The nation’s central bank will lend ABLV 97.5 million euros ($121 million) against collateral of “safe, highly liquid” securities after a request from the lender, the central bank said in an emailed statement. It had bought Latvian government bonds from ABLV to help with liquidity. ABLV has about 1.6 billion euros of bonds in its portfolio. Board Chairman Ernests Bernis said earlier that the bank had been facing “certain technical difficulties” in selling some of the securities, while adding the bank’s liquidity and capital adequacy were “on a good level.”
Nasdaq’s Riga bourse, where ABLV’s bonds are traded, decided to suspend the bank’s membership, canceling all active orders, it said in a statement on Monday. Last week, VISA Inc. restricted service for more than 9,000 of the bank’s clients.

MOLDOVAN FRAUD
Latvian regulators have been cracking down on illicit banking activity, handing out record fines, including to ABLV itself, and tightening rules on foreign cash after a string of money laundering allegations relating to Russia, Moldova and other
ex-communist nations.
The Baltic country of 2 million people has seen foreign cash held on deposit fall by more than a third since the end of 2015 because of
the tighter rules.
The regulator fined three banks for handling some of the $1 billion proceeds of a Moldovan fraud in 2014, equivalent to about an eighth of that nation’s economic output.
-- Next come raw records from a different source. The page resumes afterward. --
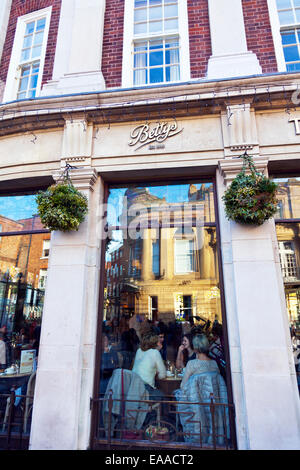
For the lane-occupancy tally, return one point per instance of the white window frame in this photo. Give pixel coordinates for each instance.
(14, 70)
(276, 33)
(129, 38)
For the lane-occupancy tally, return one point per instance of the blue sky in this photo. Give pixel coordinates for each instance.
(18, 207)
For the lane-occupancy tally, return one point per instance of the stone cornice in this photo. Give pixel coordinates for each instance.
(190, 99)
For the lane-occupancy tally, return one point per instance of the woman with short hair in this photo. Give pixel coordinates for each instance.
(148, 363)
(202, 363)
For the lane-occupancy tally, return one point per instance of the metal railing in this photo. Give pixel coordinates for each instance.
(15, 421)
(168, 424)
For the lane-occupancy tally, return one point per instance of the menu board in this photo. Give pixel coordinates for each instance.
(27, 361)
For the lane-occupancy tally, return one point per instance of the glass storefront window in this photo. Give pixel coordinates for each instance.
(288, 236)
(23, 272)
(161, 300)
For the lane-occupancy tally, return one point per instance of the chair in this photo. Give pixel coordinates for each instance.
(29, 400)
(28, 403)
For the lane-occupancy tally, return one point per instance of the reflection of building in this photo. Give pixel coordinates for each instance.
(165, 269)
(23, 272)
(288, 235)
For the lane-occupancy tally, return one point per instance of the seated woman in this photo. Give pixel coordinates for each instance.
(185, 352)
(202, 363)
(148, 364)
(109, 362)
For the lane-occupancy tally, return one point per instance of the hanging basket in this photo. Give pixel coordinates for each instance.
(62, 207)
(250, 199)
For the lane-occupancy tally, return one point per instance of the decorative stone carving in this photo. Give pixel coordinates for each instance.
(77, 141)
(239, 130)
(229, 168)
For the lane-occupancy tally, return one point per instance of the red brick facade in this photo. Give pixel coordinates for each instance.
(259, 34)
(112, 51)
(199, 33)
(20, 8)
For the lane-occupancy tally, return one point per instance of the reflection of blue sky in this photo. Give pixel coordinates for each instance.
(18, 207)
(173, 193)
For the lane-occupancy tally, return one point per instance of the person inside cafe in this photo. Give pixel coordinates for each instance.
(109, 362)
(149, 365)
(185, 352)
(2, 352)
(202, 363)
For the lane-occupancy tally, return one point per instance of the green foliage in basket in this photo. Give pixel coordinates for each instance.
(62, 207)
(250, 199)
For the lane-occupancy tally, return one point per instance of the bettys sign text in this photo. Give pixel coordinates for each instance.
(145, 134)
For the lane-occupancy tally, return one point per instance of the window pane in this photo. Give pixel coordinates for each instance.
(156, 75)
(155, 27)
(36, 51)
(171, 24)
(291, 53)
(22, 290)
(293, 67)
(27, 42)
(140, 28)
(25, 55)
(172, 74)
(140, 77)
(29, 28)
(172, 56)
(40, 24)
(155, 13)
(286, 17)
(283, 4)
(149, 300)
(288, 37)
(38, 38)
(156, 58)
(289, 197)
(19, 213)
(140, 15)
(171, 10)
(23, 84)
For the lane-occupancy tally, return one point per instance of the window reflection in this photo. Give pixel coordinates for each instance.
(161, 290)
(288, 236)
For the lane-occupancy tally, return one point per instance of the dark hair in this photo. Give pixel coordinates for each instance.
(149, 341)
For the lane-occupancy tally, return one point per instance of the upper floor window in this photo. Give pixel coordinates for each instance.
(155, 42)
(24, 78)
(289, 19)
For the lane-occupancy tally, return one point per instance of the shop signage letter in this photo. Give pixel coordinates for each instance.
(144, 134)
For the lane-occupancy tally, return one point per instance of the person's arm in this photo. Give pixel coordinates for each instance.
(180, 360)
(160, 366)
(187, 373)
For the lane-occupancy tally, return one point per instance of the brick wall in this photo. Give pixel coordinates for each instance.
(20, 8)
(259, 34)
(112, 52)
(199, 32)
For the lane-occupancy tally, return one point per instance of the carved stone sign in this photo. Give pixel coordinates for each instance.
(145, 134)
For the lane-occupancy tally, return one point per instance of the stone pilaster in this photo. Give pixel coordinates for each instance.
(230, 55)
(262, 368)
(66, 364)
(77, 65)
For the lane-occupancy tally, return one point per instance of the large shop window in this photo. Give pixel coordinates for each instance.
(24, 254)
(157, 31)
(162, 337)
(288, 235)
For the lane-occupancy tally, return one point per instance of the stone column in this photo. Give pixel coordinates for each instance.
(263, 373)
(230, 55)
(77, 65)
(66, 363)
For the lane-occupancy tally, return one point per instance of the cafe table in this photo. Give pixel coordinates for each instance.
(169, 384)
(12, 381)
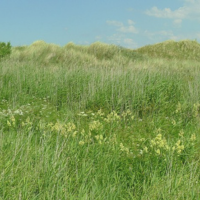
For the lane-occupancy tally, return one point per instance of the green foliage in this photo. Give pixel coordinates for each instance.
(5, 49)
(98, 122)
(182, 50)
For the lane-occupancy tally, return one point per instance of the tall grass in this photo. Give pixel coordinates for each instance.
(99, 122)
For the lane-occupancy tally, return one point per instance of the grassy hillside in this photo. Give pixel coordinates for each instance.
(182, 50)
(100, 122)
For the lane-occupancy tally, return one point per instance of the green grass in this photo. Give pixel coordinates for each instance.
(100, 122)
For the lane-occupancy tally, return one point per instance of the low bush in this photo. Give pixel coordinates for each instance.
(5, 49)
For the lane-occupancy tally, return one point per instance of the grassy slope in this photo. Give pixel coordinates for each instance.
(50, 149)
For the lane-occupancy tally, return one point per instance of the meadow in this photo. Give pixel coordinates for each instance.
(100, 122)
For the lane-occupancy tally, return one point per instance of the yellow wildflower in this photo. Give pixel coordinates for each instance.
(81, 143)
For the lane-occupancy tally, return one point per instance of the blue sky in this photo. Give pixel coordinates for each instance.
(128, 23)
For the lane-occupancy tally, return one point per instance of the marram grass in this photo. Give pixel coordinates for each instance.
(79, 123)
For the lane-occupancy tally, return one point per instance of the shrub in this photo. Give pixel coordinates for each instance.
(5, 49)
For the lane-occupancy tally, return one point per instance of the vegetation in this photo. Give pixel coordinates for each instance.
(5, 49)
(100, 122)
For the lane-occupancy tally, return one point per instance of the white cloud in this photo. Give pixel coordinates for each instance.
(130, 43)
(121, 39)
(114, 23)
(189, 10)
(122, 28)
(161, 35)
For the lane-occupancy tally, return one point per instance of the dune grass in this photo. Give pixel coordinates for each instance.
(100, 122)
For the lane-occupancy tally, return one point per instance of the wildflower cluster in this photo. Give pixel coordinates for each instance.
(112, 117)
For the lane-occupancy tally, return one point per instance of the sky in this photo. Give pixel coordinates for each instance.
(128, 23)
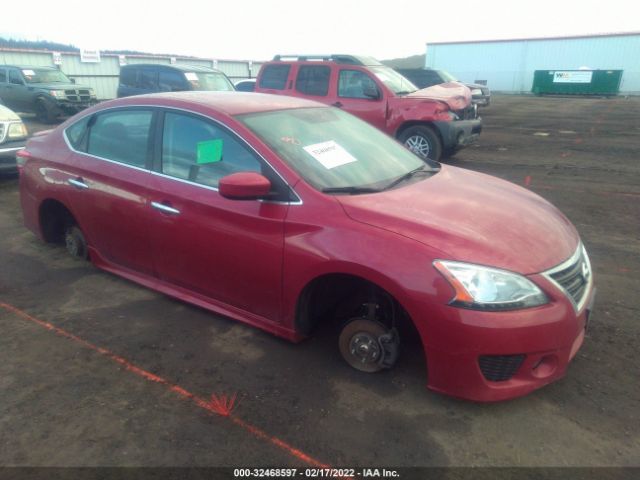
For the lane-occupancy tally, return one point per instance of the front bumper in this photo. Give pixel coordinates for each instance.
(482, 100)
(543, 340)
(8, 152)
(67, 106)
(457, 134)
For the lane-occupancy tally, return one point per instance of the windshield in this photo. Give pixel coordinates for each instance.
(209, 81)
(447, 77)
(333, 149)
(36, 75)
(393, 80)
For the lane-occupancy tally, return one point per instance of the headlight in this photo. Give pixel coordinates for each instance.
(17, 130)
(485, 288)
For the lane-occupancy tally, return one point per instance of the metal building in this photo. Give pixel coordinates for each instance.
(102, 72)
(509, 65)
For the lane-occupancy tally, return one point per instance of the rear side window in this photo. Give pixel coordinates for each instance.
(171, 81)
(128, 77)
(353, 84)
(313, 80)
(275, 77)
(201, 152)
(122, 136)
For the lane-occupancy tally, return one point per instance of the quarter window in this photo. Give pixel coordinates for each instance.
(275, 77)
(313, 80)
(14, 78)
(201, 152)
(122, 136)
(77, 134)
(171, 81)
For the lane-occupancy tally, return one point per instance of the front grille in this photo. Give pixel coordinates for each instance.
(573, 276)
(468, 113)
(78, 95)
(500, 368)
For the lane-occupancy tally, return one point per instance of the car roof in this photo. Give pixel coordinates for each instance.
(229, 103)
(182, 68)
(31, 67)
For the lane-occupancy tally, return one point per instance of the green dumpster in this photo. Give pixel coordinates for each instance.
(577, 82)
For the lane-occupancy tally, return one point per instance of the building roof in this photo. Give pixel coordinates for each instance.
(534, 39)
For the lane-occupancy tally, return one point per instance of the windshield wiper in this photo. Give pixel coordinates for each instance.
(408, 175)
(351, 190)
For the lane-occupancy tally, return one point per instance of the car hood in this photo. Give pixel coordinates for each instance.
(7, 115)
(454, 94)
(472, 217)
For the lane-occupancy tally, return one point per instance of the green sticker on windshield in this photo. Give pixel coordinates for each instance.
(209, 151)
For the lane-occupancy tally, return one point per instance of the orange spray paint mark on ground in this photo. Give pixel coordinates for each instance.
(221, 405)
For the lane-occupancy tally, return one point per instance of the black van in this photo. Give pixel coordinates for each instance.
(149, 78)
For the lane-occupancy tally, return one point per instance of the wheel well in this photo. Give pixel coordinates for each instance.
(54, 220)
(338, 297)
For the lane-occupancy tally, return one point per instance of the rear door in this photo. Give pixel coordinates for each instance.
(112, 151)
(354, 95)
(227, 250)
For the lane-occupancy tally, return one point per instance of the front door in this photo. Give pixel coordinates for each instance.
(227, 250)
(107, 184)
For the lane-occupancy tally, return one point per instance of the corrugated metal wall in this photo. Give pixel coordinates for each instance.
(508, 66)
(103, 76)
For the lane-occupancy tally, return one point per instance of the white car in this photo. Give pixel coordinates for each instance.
(13, 135)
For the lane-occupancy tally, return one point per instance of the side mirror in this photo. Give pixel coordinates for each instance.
(371, 91)
(244, 186)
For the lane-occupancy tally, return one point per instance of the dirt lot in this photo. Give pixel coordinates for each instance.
(63, 403)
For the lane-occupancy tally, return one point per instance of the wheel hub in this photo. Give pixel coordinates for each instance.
(418, 145)
(365, 348)
(72, 244)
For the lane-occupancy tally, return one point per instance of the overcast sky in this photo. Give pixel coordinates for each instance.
(257, 30)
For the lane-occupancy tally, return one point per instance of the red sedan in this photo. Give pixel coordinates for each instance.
(287, 214)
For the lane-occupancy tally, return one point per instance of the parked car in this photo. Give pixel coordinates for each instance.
(431, 122)
(288, 215)
(141, 79)
(45, 91)
(248, 85)
(427, 77)
(13, 135)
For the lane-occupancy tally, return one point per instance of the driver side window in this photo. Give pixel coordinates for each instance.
(201, 152)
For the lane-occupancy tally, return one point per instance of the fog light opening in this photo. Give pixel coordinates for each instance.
(545, 367)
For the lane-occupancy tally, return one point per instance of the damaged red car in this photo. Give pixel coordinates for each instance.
(287, 215)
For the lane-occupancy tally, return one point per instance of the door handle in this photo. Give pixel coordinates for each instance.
(165, 208)
(78, 183)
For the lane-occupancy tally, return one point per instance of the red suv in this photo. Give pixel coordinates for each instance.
(291, 216)
(432, 122)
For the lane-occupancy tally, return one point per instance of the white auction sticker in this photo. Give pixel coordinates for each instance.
(330, 154)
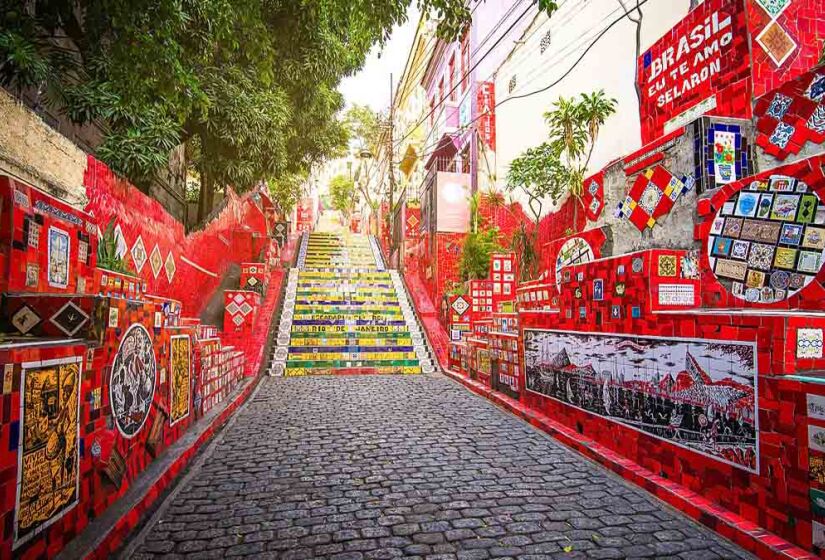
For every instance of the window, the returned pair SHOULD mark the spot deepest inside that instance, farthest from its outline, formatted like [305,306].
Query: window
[545,42]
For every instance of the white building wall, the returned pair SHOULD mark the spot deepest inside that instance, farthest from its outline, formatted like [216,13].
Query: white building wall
[609,65]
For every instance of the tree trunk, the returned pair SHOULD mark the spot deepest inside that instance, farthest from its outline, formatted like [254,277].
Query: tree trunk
[206,196]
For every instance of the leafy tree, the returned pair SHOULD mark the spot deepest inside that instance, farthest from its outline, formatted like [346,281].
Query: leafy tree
[286,190]
[557,167]
[364,129]
[343,195]
[251,82]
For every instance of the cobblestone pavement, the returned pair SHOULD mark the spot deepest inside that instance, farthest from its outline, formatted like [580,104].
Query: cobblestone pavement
[353,468]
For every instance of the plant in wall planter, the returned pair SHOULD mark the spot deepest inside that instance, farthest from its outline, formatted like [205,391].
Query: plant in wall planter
[107,256]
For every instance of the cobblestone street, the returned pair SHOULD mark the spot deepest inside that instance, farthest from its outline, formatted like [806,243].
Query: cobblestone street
[354,468]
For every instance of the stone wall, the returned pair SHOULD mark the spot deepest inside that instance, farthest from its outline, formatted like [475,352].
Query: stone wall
[35,153]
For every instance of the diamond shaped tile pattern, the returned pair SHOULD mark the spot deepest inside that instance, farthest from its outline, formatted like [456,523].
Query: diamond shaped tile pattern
[25,319]
[69,319]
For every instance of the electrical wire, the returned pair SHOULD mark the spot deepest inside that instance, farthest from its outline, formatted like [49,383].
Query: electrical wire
[554,83]
[458,82]
[557,56]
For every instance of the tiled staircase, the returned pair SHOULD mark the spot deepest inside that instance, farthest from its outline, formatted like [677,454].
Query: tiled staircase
[343,313]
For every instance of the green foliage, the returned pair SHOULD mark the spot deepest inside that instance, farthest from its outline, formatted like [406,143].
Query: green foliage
[254,81]
[475,254]
[286,190]
[107,251]
[523,244]
[343,195]
[364,128]
[557,166]
[539,173]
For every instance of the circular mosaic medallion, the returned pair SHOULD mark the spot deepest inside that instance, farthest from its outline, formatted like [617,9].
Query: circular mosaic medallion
[132,384]
[767,241]
[574,251]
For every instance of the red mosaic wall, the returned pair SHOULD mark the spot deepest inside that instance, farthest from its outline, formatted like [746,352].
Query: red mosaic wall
[111,321]
[798,26]
[676,75]
[36,226]
[188,266]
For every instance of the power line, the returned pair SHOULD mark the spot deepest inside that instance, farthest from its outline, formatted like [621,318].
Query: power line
[541,68]
[538,72]
[421,71]
[556,82]
[473,67]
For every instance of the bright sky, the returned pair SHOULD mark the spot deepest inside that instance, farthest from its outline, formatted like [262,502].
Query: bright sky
[371,86]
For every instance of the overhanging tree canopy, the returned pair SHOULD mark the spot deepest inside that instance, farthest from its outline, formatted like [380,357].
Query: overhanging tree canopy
[252,80]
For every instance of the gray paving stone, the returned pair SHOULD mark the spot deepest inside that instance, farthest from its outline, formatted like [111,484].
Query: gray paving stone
[384,467]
Five Latvian banks agreed last year to fines for failing to perform adequate due diligence and gather sufficient information on transactions and beneficiaries in deals linked to North Korea.
There have already been casualties in the banking system. Trasta Komercbanka AS, implicated in a scheme involving as much as $20 billion of illicit transfers from Russia, was shut down in March 2016, though it denied wrongdoing.